The time change, as predicted, has completely thrown off my sleep patterns, and I’m still fighting off a respiratory infection (non-covid) that has lasted three weeks now. I also received some really devastating rejections on my books this week. Some just feel more personal, more life-destroying, than others, right? Rejections that make you think: maybe I shouldn’t really be a writer. Maybe I should find something else and do that. I wish I had a publisher or a mentor who cared about me enough to advocate for me.
Going outside, pretty much my one area of consolation during the pandemic years, is cut off when there is driving wind and rain toppling power lines and trees and you’re running a fever anyway.
I’m still reading – in fact, I ordered some new books – poetry and some fiction on the theme “dark academia” – but not much writing and almost no submitting is happening.
Looking on Insta at friends who are healthy enough to travel and vacation in sunnier climes or visit family or go to conferences just makes me depressed, since as an immune-compromised person, I’m still not out of the covid woods and can’t even consider travel. Heck, I can’t even get over this regular run-of-the-mill sinus/bronchitis infection. My doctors can’t even say if I’m healthy enough to get a booster shot (too many of my special weird health problems interact with too many things to make any booster shot a clear win for me.)

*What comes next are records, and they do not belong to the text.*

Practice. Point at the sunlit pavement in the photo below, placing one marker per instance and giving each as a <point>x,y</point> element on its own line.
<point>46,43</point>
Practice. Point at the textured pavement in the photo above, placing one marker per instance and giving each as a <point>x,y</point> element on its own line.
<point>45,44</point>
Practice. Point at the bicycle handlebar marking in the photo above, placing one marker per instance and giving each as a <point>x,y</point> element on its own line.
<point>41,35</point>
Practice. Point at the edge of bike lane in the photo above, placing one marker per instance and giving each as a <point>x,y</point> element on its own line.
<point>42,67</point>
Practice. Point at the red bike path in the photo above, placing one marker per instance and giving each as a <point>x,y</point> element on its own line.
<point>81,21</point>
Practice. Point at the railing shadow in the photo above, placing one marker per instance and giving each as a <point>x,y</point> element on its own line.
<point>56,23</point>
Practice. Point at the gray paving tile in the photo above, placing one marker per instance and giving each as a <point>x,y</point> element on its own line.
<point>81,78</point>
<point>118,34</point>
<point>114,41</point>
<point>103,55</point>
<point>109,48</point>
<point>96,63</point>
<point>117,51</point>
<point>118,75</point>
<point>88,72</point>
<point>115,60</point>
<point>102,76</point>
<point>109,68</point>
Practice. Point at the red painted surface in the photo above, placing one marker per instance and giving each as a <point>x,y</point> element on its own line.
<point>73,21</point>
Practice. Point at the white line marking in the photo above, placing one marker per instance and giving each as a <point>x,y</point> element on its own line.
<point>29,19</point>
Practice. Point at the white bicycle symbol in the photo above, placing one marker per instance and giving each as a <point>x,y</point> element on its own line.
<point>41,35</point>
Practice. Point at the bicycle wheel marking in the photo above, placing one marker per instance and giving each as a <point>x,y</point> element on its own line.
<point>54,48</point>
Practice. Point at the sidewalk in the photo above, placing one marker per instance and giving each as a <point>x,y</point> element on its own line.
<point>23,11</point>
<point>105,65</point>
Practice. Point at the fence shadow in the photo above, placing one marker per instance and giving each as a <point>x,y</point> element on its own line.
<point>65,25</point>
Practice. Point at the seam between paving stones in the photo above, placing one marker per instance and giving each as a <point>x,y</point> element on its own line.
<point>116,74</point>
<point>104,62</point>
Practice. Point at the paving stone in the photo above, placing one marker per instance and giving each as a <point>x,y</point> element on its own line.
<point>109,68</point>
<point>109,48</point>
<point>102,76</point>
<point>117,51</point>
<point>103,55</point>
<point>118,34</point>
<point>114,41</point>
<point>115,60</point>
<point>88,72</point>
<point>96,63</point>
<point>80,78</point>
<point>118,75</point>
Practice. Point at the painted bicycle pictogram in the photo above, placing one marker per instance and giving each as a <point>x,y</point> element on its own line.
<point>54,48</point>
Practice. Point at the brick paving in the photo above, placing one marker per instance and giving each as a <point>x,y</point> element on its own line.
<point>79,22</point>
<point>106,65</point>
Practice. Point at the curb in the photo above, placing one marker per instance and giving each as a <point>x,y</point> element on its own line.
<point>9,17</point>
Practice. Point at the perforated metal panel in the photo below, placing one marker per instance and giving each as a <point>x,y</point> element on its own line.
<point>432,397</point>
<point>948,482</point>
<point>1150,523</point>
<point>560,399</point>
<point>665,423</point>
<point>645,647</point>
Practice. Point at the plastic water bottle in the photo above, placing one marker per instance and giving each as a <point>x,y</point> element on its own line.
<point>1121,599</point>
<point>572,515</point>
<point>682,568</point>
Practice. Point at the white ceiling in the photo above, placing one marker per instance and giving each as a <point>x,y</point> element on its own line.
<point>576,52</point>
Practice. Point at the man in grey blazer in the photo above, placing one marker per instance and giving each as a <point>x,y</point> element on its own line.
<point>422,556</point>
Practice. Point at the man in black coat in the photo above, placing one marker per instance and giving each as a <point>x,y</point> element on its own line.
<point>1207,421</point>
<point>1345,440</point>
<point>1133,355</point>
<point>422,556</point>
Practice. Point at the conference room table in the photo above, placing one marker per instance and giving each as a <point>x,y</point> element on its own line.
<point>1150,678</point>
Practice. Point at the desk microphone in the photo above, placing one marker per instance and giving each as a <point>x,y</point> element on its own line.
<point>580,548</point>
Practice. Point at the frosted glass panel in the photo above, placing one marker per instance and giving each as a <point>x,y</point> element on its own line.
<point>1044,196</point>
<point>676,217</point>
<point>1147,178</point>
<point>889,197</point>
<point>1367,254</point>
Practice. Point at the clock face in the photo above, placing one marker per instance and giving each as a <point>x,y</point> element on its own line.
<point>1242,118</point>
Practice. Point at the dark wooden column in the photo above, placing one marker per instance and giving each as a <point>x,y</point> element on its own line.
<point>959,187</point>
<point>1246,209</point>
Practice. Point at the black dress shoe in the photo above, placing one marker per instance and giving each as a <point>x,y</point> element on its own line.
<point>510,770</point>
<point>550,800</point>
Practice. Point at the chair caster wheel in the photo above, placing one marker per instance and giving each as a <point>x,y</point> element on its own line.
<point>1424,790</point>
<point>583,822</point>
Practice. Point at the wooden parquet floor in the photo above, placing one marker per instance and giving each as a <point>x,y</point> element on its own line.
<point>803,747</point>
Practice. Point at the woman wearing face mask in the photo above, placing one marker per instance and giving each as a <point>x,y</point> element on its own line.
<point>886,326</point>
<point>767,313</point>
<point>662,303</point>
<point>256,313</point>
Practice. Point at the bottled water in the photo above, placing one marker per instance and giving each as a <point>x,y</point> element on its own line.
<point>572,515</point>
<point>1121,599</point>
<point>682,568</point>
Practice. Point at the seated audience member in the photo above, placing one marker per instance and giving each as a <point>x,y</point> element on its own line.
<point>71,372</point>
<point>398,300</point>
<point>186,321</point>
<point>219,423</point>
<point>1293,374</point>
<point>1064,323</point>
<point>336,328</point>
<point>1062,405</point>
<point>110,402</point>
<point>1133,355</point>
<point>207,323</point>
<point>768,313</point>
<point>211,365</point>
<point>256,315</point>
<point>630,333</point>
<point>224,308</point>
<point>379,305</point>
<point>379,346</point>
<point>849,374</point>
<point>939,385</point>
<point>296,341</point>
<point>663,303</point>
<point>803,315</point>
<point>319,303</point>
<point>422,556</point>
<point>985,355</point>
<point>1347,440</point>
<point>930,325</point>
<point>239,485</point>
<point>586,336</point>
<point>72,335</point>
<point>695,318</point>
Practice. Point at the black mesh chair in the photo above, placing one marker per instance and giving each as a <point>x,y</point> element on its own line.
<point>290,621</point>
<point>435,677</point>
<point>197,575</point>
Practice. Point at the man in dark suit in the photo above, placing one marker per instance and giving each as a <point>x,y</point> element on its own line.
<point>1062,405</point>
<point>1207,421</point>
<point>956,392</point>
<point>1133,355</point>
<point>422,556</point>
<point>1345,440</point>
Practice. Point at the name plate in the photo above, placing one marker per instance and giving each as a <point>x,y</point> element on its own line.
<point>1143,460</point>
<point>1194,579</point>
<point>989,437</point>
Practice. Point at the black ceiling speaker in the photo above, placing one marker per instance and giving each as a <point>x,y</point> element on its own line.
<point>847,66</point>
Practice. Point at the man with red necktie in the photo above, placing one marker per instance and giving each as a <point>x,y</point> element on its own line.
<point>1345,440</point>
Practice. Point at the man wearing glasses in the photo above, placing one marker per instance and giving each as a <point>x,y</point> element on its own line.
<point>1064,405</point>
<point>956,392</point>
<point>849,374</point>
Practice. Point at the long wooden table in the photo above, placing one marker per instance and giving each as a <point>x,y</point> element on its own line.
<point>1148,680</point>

I almost didn’t post this because I thought it would be too much of a downer. But hey, when you’re a chronically-ill, disabled person in a pandemic who is also experiencing a lot of “no” from her passion/vocation and there’s very little happy news – just grueling rounds of MRIs, blood work, doctor appointments, and even more of same- while separated from your family (going through their own stuff) and friends (also going through their own crises) then it’s just hard to rustle up a cheerful post in the darkest days of the darkest time of year. In case you ask, yes, I meditate, yes, I write down a gratitude list, yes, I’m taking vitamin D. Is this MS, SAD, perimenopause? Or “just” the length of the pandemic? I don’t know. But my reserves have been swallowed up.
Lesley Wheeler
A similar mood hit me last night: why do I do this? Is it time to stop? Some rejections here, too, and other publishing-related struggles, but after reading a bunch of poet-blogs this morning, I can see it’s a larger turn toward darkness and introversion that goes along with the season. I am excited about all your new work, for whatever that’s worth, but I get it.